On May 14, 1999, President Bill Clinton apologizes directly to Chinese President Jiang Zemin on the phone for the accidental NATO bombing of the Chinese embassy in Belgrade, Yugoslavia, that had taken place six days earlier. Clinton promised an official investigation into the incident.
Clinton called the bombing an isolated and tragic event and insisted it was not deliberate, contrary to what Chinese officials were claiming. At the time, American forces were part of a U.N. effort to help end a bloody sectarian war in Yugoslavia. Three people were killed in the embassy bombing and 20 others injured. The bombing incited protests at the U.S. and British embassies in China and briefly threatened to derail talks between the U.S. and China regarding weapons proliferation, international security and human rights. Despite Clinton’s public and written apology, Chinese newspapers and officials insisted that the U.S. had deliberately attacked the embassy. Chinese movie theaters banned American films and radio stations refused to play American music in protest.
Clinton had issued an earlier public apology to the Chinese on May 10, but had been unable to reach Jiang personally by phone until the 14th. Clinton had also sent a letter to the Chinese president on May 13, with an explanation and apology and signed an official Chinese condolence book in the presence of China’s Ambassador Li Zhaoxing in the Oval Office. Behind the scenes, however, Clinton and U.S. officials, including Stanley O. Roth, then assistant secretary of state for East Asian and Pacific Affairs, were vexed by the inexplicable delay in President Jiang’s willingness to accept the phone call from President Clinton.
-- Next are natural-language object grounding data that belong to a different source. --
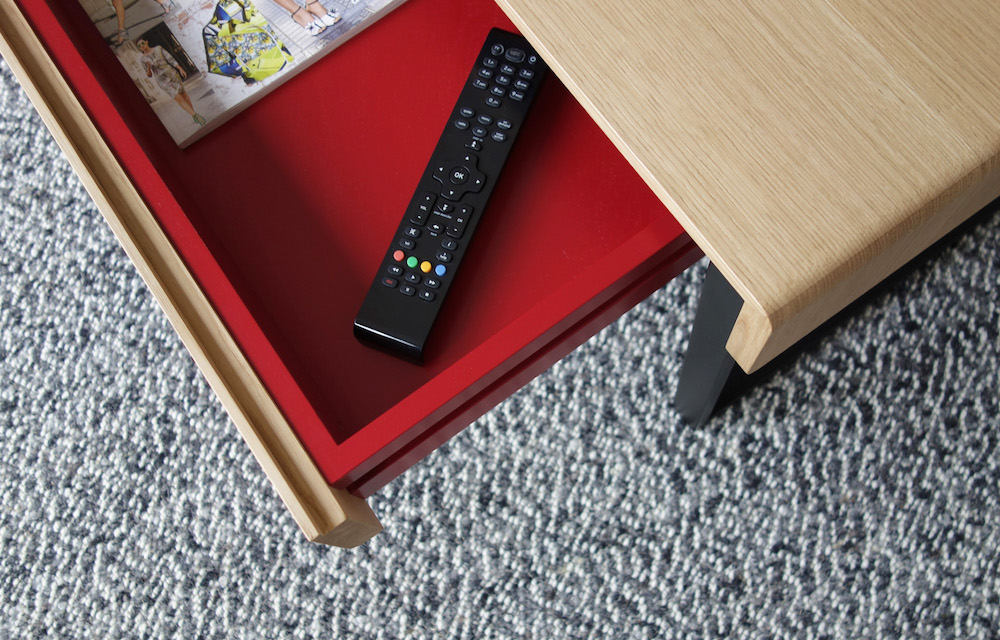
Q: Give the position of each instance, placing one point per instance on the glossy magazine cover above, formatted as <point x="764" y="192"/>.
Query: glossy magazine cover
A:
<point x="198" y="62"/>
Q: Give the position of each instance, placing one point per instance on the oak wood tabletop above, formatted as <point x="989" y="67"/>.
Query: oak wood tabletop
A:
<point x="809" y="148"/>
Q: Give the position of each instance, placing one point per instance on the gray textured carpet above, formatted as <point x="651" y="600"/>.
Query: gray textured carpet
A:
<point x="852" y="495"/>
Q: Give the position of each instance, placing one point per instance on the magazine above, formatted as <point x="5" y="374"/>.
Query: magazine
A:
<point x="198" y="62"/>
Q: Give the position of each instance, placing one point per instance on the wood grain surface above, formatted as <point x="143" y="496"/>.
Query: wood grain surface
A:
<point x="810" y="148"/>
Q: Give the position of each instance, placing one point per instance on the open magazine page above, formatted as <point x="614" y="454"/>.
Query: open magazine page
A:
<point x="198" y="62"/>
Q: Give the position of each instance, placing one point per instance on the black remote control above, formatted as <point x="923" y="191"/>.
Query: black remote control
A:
<point x="427" y="249"/>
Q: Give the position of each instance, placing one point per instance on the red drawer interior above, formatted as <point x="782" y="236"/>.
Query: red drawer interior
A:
<point x="284" y="212"/>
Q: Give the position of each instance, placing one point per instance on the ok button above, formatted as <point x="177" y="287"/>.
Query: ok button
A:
<point x="459" y="175"/>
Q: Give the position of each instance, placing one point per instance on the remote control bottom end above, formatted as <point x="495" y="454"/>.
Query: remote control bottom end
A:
<point x="387" y="343"/>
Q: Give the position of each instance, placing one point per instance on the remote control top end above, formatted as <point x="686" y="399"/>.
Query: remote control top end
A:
<point x="426" y="250"/>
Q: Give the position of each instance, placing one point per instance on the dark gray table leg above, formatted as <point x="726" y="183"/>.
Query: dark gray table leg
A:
<point x="708" y="369"/>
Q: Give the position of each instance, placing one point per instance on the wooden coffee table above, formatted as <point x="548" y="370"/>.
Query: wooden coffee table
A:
<point x="809" y="148"/>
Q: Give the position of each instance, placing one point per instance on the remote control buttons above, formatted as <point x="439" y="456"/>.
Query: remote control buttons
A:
<point x="515" y="55"/>
<point x="458" y="178"/>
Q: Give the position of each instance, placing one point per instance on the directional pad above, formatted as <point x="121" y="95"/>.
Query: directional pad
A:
<point x="459" y="177"/>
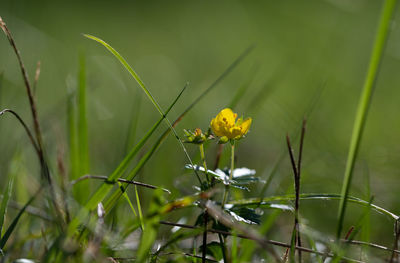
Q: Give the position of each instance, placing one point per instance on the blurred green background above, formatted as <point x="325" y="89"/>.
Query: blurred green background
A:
<point x="310" y="59"/>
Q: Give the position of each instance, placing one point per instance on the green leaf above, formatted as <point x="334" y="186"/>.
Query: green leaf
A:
<point x="150" y="231"/>
<point x="13" y="224"/>
<point x="106" y="187"/>
<point x="363" y="106"/>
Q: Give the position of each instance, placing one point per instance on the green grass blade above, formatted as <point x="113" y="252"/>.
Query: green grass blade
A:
<point x="102" y="192"/>
<point x="105" y="188"/>
<point x="146" y="91"/>
<point x="139" y="208"/>
<point x="150" y="231"/>
<point x="72" y="136"/>
<point x="363" y="106"/>
<point x="129" y="201"/>
<point x="82" y="120"/>
<point x="14" y="223"/>
<point x="311" y="196"/>
<point x="4" y="203"/>
<point x="130" y="70"/>
<point x="249" y="246"/>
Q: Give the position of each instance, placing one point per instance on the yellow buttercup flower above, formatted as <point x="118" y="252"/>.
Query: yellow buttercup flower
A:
<point x="225" y="124"/>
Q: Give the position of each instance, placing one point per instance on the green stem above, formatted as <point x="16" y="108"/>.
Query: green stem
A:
<point x="365" y="99"/>
<point x="230" y="175"/>
<point x="203" y="159"/>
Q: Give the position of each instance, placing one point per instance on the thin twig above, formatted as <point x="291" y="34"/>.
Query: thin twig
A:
<point x="27" y="85"/>
<point x="101" y="177"/>
<point x="278" y="243"/>
<point x="396" y="239"/>
<point x="37" y="74"/>
<point x="45" y="173"/>
<point x="297" y="194"/>
<point x="204" y="248"/>
<point x="303" y="132"/>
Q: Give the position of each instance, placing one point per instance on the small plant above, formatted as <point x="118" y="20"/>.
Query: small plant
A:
<point x="218" y="218"/>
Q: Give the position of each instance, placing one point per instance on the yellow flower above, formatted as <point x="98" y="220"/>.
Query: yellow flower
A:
<point x="225" y="124"/>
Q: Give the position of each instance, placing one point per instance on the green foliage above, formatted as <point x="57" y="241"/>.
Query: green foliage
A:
<point x="228" y="214"/>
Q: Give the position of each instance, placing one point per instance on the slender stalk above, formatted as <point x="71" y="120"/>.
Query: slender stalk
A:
<point x="226" y="191"/>
<point x="363" y="106"/>
<point x="203" y="159"/>
<point x="122" y="180"/>
<point x="396" y="241"/>
<point x="204" y="247"/>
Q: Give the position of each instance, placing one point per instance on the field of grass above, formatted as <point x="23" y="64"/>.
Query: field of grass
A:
<point x="110" y="154"/>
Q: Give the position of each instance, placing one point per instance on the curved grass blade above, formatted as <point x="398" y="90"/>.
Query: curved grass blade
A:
<point x="105" y="188"/>
<point x="13" y="224"/>
<point x="4" y="203"/>
<point x="146" y="91"/>
<point x="285" y="198"/>
<point x="100" y="195"/>
<point x="363" y="106"/>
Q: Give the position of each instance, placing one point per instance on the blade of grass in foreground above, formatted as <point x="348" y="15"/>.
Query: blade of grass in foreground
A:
<point x="82" y="190"/>
<point x="105" y="188"/>
<point x="281" y="198"/>
<point x="146" y="91"/>
<point x="363" y="106"/>
<point x="117" y="194"/>
<point x="4" y="203"/>
<point x="13" y="224"/>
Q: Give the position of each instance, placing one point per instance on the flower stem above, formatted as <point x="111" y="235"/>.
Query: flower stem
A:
<point x="230" y="175"/>
<point x="203" y="159"/>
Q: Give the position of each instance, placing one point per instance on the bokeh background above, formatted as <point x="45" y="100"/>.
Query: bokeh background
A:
<point x="310" y="59"/>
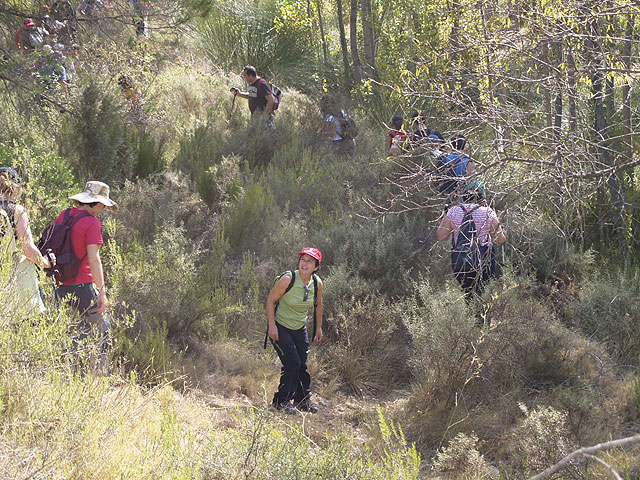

Roth also noted before a Senate Investigation Committee on May 27 that China failed for several days [after the accidental bombing] to carry out its obligation to provide for the security of U.S. diplomatic personnel [within China].
Tensions remained high between the U.S. and China until four months later, when talks between the two nations resumed regarding China’s desire to join the World Trade Organization (WTO).